Trends in Antibody Levels during the Prediagnosis Period

Figure 1 characterizes mean levels of antibodies, back-transformed from the log scale, over the ten year period preceding RA case diagnosis. There was a general trend for increasing mean levels of antibodies over time for anti-CarP-FCS, anti-CarP-Fib, anti-CCP2, and RF-Neph in RA cases, where the levels in controls remained stable. The mean levels of anti-CarP-FCS were significantly higher for RA cases compared to controls 4 years before RA diagnosis. Mean anti-CarP-Fib levels were higher in RA cases compared to controls, but this trend was not statistically significantly. For anti-CCP2 and RF-Neph antibodies, mean levels exponentially increased in RA cases shortly before RA diagnosis, and mean levels for controls remained consistently low. Anti-CCP2 levels were significantly higher in RA cases compared to controls 10 years before RA diagnosis. Mean levels of RF-Neph were significantly higher in RA cases compared to controls 6 years before RA diagnosis.

Figure 1.

Figure 1

Trends in the mean levels of anti-CarP-FCS, anti-CarP-Fib, RF-Neph, and anti-CCP2 between RA cases and controls during the prediagnosis period. Arrows indicate where the mean levels between cases and controls are significantly different in the prediagnosis period.

Autoantibody Fluctuations in Positivity Over Time

In the 20 seropositive RA cases positive for anti-CarP-FCS, 6 (30%) had anti-CarP-FCS levels decrease below the cutoff in subsequent prediagnosis samples, and 1 of 2 controls that tested positive had levels decrease below the cutoff. Of the 12 anti-CarP-Fib positive cases, 2 (17%) had anti-CarP-Fib levels decrease below the cutoff, while the 2 controls that tested positive remained positive. Furthermore, among the 39 seropositive RA cases positive for anti-CCP2, 1 (3%) had anti-CCP2 levels decrease below the cutoff, while 2 of the 4 controls that tested positive for anti-CCP2 had levels decrease below the cutoff. Among the 27 seropositive RA cases positive for RF-Neph, 5 (19%) had RF-Neph levels decrease below the cutoff, and 4 of the 8 controls had RF-Neph levels decrease below the cutoff.

DISCUSSION

Our results indicate anti-CarP-FCS and anti-CarP-Fib are present in prediagnosis serum of RA cases. Both anti-CarP-FCS and -Fib exhibited lower sensitivity (<30%) than anti-CCP2 or RF, although the specificity for anti-CarP was comparatively high (>95%). Anti-CarP-FCS exhibited a greater sensitivity and the same specificity as anti-CarP-Fib. Furthermore, anti-CarP-FCS was significantly associated with future RA, while anti-CarP-Fib only trended towards a significant association, which influenced our decision to consider calculations of diagnostic accuracy for future RA using only anti-CarP-FCS in antibody combinations. While we did not observe significant differences in AUCs with the addition of anti-CarP-FCS to combinations of anti-CCP and/or RFs, we did observe a modestly increased sensitivity and decreased specificity for future RA. This could suggest utility of anti-CarP in assays that test for multiple antibodies at once, or for assessment of risk of future erosive disease in individuals who exhibit anti-CarP(8).

Notably, as no recommended cutoff for anti-CarP exists, we randomly split the controls to define cutoff levels, reserving one set of controls as an independent comparison group.
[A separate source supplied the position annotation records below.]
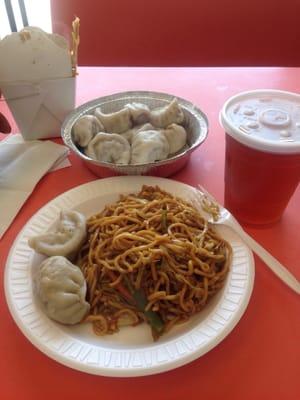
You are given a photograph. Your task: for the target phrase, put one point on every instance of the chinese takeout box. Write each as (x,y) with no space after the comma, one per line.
(38,81)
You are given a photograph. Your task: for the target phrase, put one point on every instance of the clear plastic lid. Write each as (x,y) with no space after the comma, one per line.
(266,120)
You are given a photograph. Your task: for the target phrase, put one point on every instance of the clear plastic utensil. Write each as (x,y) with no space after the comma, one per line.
(217,214)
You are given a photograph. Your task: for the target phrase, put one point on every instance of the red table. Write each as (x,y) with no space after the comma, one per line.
(260,358)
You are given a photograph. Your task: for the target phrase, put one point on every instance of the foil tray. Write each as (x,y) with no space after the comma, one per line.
(196,125)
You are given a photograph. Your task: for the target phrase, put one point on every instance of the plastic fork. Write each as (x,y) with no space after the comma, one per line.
(217,214)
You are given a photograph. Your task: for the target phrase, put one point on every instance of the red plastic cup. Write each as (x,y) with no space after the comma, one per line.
(262,163)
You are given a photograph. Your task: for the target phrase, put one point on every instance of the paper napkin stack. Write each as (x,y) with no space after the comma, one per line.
(22,165)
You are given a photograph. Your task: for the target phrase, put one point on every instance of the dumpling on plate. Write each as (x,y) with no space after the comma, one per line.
(139,112)
(170,114)
(65,240)
(61,287)
(129,135)
(149,146)
(85,128)
(116,122)
(176,137)
(109,147)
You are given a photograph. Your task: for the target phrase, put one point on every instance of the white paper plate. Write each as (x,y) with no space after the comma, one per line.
(130,352)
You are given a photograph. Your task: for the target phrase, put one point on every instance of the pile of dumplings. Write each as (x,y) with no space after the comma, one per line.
(133,135)
(60,284)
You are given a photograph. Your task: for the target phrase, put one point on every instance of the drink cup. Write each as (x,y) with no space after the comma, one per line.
(262,162)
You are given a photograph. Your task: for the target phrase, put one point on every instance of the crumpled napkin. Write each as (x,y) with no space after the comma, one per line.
(22,165)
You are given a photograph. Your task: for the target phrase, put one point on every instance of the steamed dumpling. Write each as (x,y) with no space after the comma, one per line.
(170,114)
(109,147)
(61,288)
(116,122)
(139,112)
(130,134)
(176,137)
(85,128)
(149,146)
(65,240)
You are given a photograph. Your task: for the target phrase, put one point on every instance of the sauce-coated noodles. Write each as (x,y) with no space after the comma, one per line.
(150,257)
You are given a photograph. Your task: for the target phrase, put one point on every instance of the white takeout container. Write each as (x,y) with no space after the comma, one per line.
(36,79)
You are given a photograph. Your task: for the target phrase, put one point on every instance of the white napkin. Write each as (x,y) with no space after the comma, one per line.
(22,165)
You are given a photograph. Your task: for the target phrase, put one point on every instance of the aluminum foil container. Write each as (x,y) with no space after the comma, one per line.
(196,125)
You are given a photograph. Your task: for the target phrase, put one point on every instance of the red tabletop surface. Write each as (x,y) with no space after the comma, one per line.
(260,358)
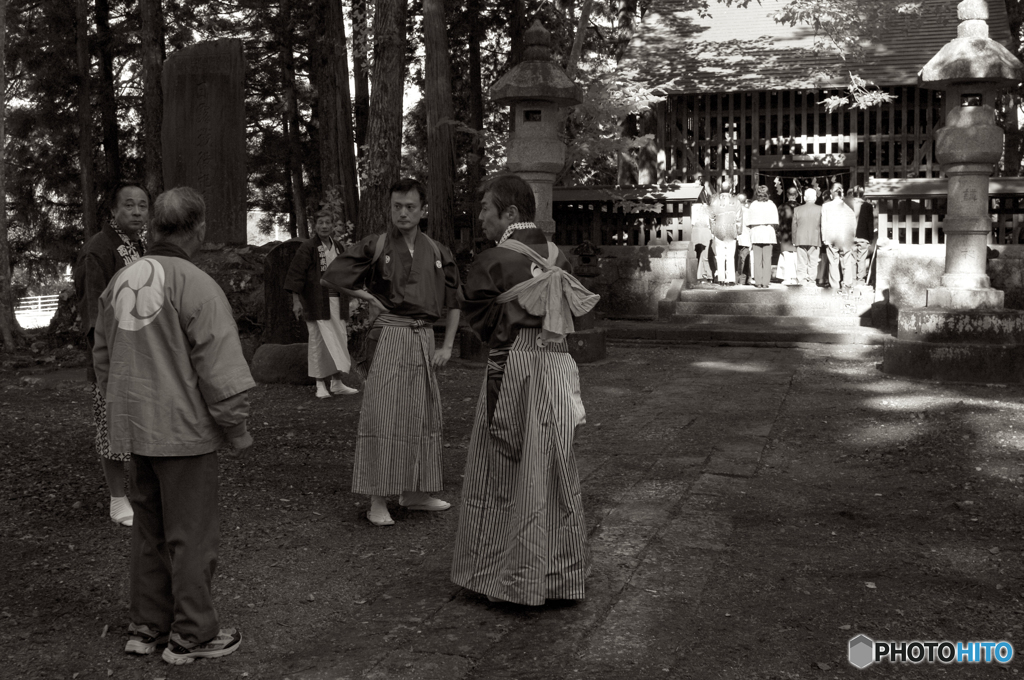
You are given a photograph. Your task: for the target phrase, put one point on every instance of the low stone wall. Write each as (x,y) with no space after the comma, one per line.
(903,274)
(631,280)
(239,270)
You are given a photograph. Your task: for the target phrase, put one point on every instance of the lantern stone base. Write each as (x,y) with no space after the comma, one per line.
(946,345)
(965,298)
(587,346)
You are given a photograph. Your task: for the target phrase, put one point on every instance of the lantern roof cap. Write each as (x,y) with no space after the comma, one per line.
(537,77)
(972,56)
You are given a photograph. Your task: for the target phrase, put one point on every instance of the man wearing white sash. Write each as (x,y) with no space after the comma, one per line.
(522,535)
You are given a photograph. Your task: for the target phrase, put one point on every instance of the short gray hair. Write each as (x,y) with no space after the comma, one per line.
(178,211)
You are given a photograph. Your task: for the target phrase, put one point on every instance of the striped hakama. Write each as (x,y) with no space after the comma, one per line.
(328,344)
(522,534)
(399,445)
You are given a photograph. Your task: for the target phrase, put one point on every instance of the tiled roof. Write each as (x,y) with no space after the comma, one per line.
(743,49)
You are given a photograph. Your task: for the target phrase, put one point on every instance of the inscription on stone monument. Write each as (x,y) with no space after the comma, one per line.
(204,133)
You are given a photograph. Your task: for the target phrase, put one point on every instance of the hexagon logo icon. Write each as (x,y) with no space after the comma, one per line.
(861,651)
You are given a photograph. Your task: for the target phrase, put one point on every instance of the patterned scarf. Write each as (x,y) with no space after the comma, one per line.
(128,250)
(323,251)
(513,227)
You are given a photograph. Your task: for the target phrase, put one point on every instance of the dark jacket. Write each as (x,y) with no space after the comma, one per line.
(101,257)
(807,224)
(303,280)
(865,220)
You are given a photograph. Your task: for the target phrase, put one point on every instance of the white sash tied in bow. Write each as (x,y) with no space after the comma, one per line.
(554,294)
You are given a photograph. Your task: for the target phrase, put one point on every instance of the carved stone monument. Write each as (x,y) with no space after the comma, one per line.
(204,133)
(963,333)
(535,89)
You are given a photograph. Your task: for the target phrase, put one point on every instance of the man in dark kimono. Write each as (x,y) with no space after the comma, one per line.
(410,280)
(522,535)
(118,245)
(328,353)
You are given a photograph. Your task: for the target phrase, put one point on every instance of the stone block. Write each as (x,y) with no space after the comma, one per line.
(587,346)
(969,326)
(586,322)
(273,364)
(957,362)
(964,298)
(631,280)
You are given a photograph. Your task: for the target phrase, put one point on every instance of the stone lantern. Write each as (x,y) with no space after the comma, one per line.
(963,333)
(535,89)
(971,69)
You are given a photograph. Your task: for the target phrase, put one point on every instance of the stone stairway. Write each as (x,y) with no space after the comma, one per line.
(776,314)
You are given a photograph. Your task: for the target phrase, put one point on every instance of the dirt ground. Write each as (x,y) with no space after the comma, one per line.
(751,511)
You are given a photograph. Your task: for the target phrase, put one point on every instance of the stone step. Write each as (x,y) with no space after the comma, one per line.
(776,292)
(768,306)
(778,321)
(660,333)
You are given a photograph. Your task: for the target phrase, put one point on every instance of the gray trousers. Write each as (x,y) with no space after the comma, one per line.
(174,542)
(840,262)
(807,263)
This split may introduce bias because of unequal groups, although similar demographic characteristics between our control groups (Table 1) suggest such bias was minimal. Additionally, the smaller control groups may allow outlier values to influence cutoff values, decreasing our ability to detect significant associations. However the ≥2 SD above the mean cutoff for anti-CarP-FCS in our reduced sample size of 41 was >427, whereas if we used all 82 controls, our cutoff would have been >472; analysis of variance indicated that splitting the controls did not result in a statistically different cutoff levels (p=0.64). Both these cutoff levels are higher than Shi and colleagues in their initial work on the anti-CarP system, where the positivity cutoff level was >348(8). Therefore, our higher cutoff levels for anti-CarP may be less sensitive for future RA than previously reported studies.

Our higher cutoff levels, in addition to small case numbers, could explain why we did not observe anti-CarP present in any seronegative RA cases. However, anti-CarP-FCS was still present in prediagnosis serum samples in 10.7% of RA cases who never tested positive for anti-CCP2, which is supported by other studies that have found anti-CarP in 8%-16% of ACPA negative RA patients(8,9). Additionally, Shi and colleagues reported anti-CarP-FCS present in 27% of RA patients prior to diagnosis(12), which is similar to this study’s sensitivity for future RA of 26%.

As stated in the Methods, we used the same process for determining cutoff levels for anti-CCP2 and RF as was used for anti-CarP. This was done to allow for fairer comparisons of diagnostic accuracy across antibodies. Additionally, results based on the >2 SD cutoffs for RF and anti-CCP2 antibodies were qualitatively similar to results based on clinical test-based cutoffs. One issue regarding defining cutoffs could be our use of only healthy controls, as the reactivity of each autoantibody system could be lower, thereby resulting in a higher specificity than if other autoimmune disease groups were used. This issue of reactivity in healthy controls should be considered in future studies.

Several features of the antibodies tested herein are of interest in the pathophysiology of RA development. There was a non-significant trend for anti-CCP2 to appear prior to anti-CarP-FCS and Fib, and in some cases both anti-CCP2 and anti-CarP appeared prior to RFs. Given the relatively close temporal relationship between initial positivity of the anti-CCP2 and anti-CarP, it is possible the immune processes driving the break in tolerance to these structurally distinct autoantigens are similar in time and mechanism(15), or could suggest a degree of cross-reactivity between ACPA and anti-CarP in some of the patients at this early time point in the evolution of disease(1618). The higher sensitivity for disease of anti-CCP could represent a dominant autoimmune response to citrullinated antigens; alternatively, differences in the assay sensitivity between a commercially developed, optimized and validated assay compared to a preclinical research-based method may underlie this difference.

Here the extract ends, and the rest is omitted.